Mais malgrĂ© l'allĂ©gresse de la fin du calvaire, le docteur sait que la menace n'a pas totalement disparue et qu'elle est toujours prĂȘte Ă  surprendre des populations Ă  la mĂ©moire trop courte.

«Car il savait ce que cette foule en joie ignorait, et qu'on peut lire dans les livres, que le bacille de la peste ne meurt ni ne disparaĂźt jamais, qu'il peut rester pendant des dizaines d'annĂ©es endormi dans les meubles et le linge, qu'il attend patiemment dans les chambres, les caves, les malles, les mouchoirs et les paperasses, et que, peut-ĂȘtre, le jour viendrait oĂč, pour le malheur et l'enseignement des hommes, la peste rĂ©veillerait ses rats et les enverrait mourir dans une citĂ© heureuse.»

À la fin, il reste l'art et la littĂ©rature
Mais mĂȘme aprĂšs le chaos et la tragĂ©die, il nous reste toujours l'art. C'est du moins le cas dans Station Eleven. Vingt ans aprĂšs la pandĂ©mie, le livre suit le quotidien d'une troupe de thĂ©Ăątre itinĂ©rante qui joue du Shakespeare pour les communautĂ©s de survivant·es autour des Grands Lacs d'AmĂ©rique du Nord. Les moments de grĂące perdurent: «Ce qui a Ă©tĂ© perdu lors du cataclysme», Ă©crit Emily St John Mandel, «presque tout, presque tous.
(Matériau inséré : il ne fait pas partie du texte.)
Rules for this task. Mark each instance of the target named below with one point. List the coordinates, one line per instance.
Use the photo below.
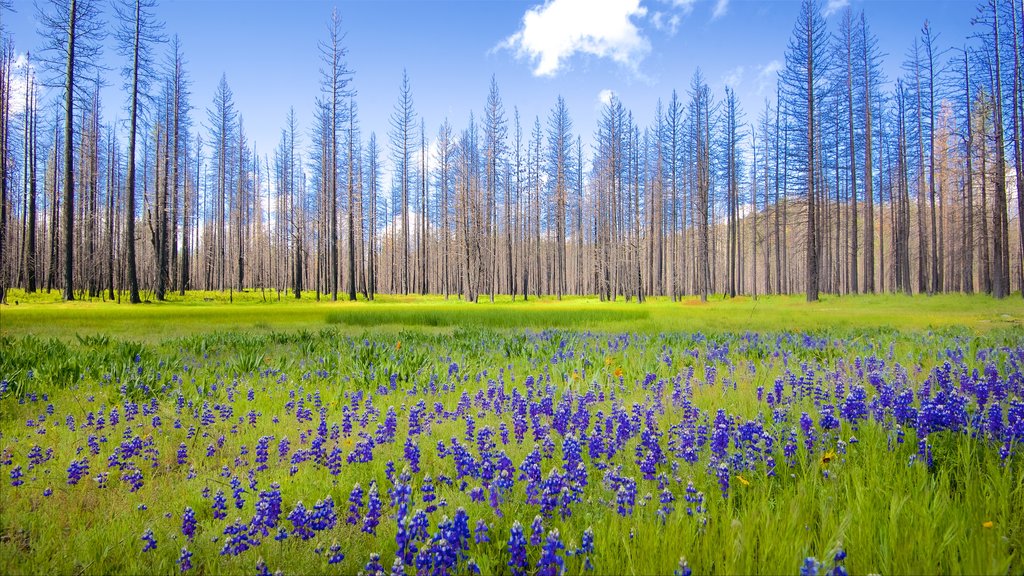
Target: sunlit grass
(45, 315)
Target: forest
(847, 181)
Mais il reste encore tant de beautĂ©: le crĂ©puscule dans ce monde transformĂ©, une reprĂ©sentation du Songe d'une nuit d'Ă©tĂ© sur un parking.» La devise de la troupe: «Parce que survivre ne suffit pas.» Parce que mĂȘme dans les moments les plus sombres, l'art et la littĂ©rature nous offrent un refuge, nous Ă©lĂšvent et nous rappellent que la condition humaine ne se rĂ©sume pas Ă  la survie.